The whole raw→pt→train flow:

```bash
python -m gnn_vuln.data.prepare  --input data.parquet --format bigvul --out-dir data/raw --joern-cli <joern>
python -m gnn_vuln.data.build_pt --config config.yaml --split train
python -m gnn_vuln.train         --config config.yaml
```

---

## Evaluation outputs & `GNN_VULN_API_MODE`

`Evaluator` separates **compute** from **persistence** so a caller can decide what hits disk:

- `Evaluator.compute() -> EvalResult` — runs inference + metrics, returns everything in memory,
  writes **nothing**.
- `Evaluator.save_artifacts(res)` — research persistence: `predictions.csv`,
  `localization_scores.csv`, `metrics_summary.json`, ROC / confusion / PR plots.
- `Evaluator.save_summary(res)` — writes **only** `metrics_summary.json` (the small handoff).
- `Evaluator.run()` = `compute()` + `save_artifacts()` (the research/CLI default).
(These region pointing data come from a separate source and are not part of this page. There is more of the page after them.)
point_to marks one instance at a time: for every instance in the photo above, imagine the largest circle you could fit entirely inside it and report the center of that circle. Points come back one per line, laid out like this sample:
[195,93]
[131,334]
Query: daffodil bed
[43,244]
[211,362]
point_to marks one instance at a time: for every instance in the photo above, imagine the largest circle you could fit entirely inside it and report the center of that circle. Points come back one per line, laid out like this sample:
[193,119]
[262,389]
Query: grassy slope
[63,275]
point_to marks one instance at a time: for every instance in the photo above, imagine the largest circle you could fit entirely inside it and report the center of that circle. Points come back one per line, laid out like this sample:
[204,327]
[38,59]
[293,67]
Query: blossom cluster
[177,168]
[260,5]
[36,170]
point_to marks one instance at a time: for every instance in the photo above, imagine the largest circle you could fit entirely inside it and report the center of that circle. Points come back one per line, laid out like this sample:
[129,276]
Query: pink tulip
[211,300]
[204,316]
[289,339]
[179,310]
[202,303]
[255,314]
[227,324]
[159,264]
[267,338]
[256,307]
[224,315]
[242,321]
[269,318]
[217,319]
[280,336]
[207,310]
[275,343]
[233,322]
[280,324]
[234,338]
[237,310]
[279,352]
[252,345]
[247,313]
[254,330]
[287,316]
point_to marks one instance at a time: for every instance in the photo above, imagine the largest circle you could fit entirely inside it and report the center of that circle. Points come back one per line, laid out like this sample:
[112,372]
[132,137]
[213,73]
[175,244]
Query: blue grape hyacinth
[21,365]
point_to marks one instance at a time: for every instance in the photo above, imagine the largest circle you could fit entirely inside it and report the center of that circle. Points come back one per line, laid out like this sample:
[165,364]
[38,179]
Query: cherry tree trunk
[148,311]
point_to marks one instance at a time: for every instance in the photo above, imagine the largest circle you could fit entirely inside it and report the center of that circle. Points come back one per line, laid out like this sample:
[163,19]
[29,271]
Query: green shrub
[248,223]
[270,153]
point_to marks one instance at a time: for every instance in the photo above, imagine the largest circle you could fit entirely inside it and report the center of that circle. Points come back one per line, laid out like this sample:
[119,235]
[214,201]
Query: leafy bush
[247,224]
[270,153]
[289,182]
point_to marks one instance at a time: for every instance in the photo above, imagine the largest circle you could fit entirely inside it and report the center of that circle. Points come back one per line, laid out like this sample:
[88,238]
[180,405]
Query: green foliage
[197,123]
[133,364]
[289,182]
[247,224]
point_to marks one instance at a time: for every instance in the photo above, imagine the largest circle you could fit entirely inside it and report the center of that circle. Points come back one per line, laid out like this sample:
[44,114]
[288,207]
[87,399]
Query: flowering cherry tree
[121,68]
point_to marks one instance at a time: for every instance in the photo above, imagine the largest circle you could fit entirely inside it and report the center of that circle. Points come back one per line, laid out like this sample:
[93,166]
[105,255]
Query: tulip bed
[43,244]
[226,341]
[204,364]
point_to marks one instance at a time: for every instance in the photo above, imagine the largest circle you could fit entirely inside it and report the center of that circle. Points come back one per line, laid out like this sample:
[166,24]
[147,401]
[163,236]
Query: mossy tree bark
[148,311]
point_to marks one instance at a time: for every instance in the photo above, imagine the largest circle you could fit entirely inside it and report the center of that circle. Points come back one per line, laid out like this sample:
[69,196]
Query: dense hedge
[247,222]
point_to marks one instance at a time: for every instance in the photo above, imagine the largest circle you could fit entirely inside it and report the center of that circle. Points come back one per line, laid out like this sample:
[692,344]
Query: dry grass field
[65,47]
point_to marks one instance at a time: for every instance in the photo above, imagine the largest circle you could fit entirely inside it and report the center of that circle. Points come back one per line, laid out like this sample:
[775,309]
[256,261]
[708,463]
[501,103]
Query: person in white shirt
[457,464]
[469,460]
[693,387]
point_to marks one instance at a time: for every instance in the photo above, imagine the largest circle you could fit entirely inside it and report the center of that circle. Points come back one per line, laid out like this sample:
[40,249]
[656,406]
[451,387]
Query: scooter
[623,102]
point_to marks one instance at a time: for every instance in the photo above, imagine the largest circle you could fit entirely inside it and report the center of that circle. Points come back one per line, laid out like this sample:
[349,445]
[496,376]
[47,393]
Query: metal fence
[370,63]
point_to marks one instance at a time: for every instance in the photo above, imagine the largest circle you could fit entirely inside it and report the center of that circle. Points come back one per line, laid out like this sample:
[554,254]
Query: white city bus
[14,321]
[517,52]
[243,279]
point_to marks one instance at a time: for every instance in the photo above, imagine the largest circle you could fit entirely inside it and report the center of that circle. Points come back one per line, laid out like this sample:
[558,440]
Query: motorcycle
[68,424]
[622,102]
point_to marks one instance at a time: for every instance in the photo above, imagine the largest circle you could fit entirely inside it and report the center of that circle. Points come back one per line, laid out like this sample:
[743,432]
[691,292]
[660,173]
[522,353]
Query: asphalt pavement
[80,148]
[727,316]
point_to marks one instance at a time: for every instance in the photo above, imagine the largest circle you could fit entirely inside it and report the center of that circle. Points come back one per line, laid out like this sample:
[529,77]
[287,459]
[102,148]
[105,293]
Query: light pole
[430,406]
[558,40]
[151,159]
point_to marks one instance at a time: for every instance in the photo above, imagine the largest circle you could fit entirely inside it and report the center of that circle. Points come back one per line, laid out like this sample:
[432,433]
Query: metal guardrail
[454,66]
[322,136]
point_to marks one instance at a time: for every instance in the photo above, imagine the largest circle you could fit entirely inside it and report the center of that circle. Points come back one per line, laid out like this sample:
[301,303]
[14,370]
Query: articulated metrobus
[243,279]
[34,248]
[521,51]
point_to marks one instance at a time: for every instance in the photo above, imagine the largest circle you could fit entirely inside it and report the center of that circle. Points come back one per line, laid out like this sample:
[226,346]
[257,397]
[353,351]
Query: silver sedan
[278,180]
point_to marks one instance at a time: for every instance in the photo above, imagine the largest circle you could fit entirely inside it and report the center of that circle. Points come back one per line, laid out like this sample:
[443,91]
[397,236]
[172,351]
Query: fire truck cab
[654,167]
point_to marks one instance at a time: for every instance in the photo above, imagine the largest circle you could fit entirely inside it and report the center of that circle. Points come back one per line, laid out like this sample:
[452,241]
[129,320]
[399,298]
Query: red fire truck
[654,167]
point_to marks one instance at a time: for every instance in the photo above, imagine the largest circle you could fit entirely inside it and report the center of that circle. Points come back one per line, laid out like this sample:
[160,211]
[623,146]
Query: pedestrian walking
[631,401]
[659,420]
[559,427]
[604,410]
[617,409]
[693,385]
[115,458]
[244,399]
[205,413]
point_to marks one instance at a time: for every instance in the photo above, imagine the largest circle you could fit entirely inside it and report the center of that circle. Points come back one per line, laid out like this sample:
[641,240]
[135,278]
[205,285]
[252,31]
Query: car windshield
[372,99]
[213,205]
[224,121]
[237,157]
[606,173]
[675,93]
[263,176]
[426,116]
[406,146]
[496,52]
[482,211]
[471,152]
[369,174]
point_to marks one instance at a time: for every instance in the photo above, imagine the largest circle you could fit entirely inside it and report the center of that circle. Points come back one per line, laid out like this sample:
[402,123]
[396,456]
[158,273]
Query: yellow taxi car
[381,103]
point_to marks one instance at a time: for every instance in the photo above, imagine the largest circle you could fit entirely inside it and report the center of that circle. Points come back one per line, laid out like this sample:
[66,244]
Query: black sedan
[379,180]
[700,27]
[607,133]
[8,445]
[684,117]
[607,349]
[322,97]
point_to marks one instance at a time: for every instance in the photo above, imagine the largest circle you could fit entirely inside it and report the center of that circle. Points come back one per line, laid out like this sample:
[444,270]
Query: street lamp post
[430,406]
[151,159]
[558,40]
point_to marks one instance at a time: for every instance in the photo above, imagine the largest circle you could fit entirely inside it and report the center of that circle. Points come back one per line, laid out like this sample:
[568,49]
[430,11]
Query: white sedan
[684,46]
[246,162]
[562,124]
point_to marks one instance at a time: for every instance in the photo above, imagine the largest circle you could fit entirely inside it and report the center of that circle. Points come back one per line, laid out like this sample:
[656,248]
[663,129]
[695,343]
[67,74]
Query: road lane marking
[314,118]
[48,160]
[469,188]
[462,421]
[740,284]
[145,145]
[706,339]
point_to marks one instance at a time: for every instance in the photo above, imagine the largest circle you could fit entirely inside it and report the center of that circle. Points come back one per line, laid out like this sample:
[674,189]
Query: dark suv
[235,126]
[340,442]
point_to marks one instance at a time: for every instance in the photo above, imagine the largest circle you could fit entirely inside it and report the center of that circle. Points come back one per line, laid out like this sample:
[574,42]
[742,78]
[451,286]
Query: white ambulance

`python -m gnn_vuln.evaluate --checkpoint <pt>` runs the full research path. Pass
`--metrics-only` (or set `GNN_VULN_API_MODE=1`) to write just `metrics_summary.json` — for a
service that reads the metrics back and persists them elsewhere, with no bulky per-sample CSVs
or plots on disk.

`GNN_VULN_API_MODE=1` also tells **the trainer** to skip research-only outputs
(`training_log.csv`, `training_curves.png`); the small handoffs `split.json` +
`training_summary.json` are still written. Set it when embedding the library in a service; leave
it unset for research runs that want the full artifacts for analysis.

---

## Package layout

```
gnn_vuln/
  inference.py            VulnPredictor, load_model, predict, predict_from_file
  config.py               Config (data/model/train/ewc/replay), from_yaml / from_yamls
  train.py                trainer  (python -m gnn_vuln.train)
  evaluate.py             evaluation (python -m gnn_vuln.evaluate)
  models/                 lmgat_codebert, lmgat_seqgnn — the architectures (built via config)
  data/
    prepare.py            raw rows → Joern CPG            (python -m)
    build_pt.py           CPG → .pt                       (python -m)
    joern_runner.py       process_function — Joern wrapper
    dataset_lm.py         CodeBERTGraphDataset (PyG InMemoryDataset, UniXcoder features)
    node_embedder.py      frozen LM per-node embeddings
```

The library resolves its data/checkpoint root from `$GNN_VULN_ROOT` (else the current working
directory), so it behaves the same installed-from-PyPI as in a source checkout.